Document Type

Dissertation

Publication Date

10-1989

Abstract

This thesis examines the role of religion— both liberal and evangelical Protestantism— in the development of a feminist political theory in America during the nineteenth century and how that feminist theory in turn helped to transform American liberalism. Chapter 1 looks for the genesis of women's rights language, not in the republican rhetoric of the Founding Fathers, but in the teachings of liberal Protestantism and its links with laissez-faire economic theory.
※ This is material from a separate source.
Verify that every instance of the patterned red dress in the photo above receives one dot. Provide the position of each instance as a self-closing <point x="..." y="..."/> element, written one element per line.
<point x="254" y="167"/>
The antebellum understanding of rights is shown to have encompassed social and civil rights alike, and to have arisen from a vision of the mutual benefits that derived from the individual's duties within the family and community. Chapters 2 and 3 examine the development of liberal feminism in the post-civil War period, focusing especially on the thought of Elizabeth Cady Stanton. Stanton was a classic liberal whose particular concern was with women's bodily autonomy and with self-government as the basis for citizenship. As a result of her efforts, it is argued, debates about liberalizing divorce laws, marital abuse, voluntary motherhood, and prostitution helped to widen the definition of liberalism to include a new zone of privacy, and to forge a consensus by the late-nineteenth century that the liberal individual was autonomous in personal as well as civil life, with rights extending to privacy of the body and freedom from physical coercion even within the home. Chapters 4 and 5 focus on the Woman's Christian Temperance Union, evangelical feminists who made common cause with progressive reformers in addressing the problems of industrialization. The WCTU's vision of the maternal state, it is contended, especially as developed in the thought of its president Frances Willard, extrapolated the Christian obligation to care for others to the state, conceived of as a maternal and compassionate institution. The maternal state thus foreshadowed the welfare state, though with a vision of communal rights radically at odds with liberalism's. The WCTU's religious philosophy both enabled it to conceive of a welfare state and moved it to work toward the establishment of a theocratic state that contained the potential for the infringement of individual liberties as well as the protection of economic interests.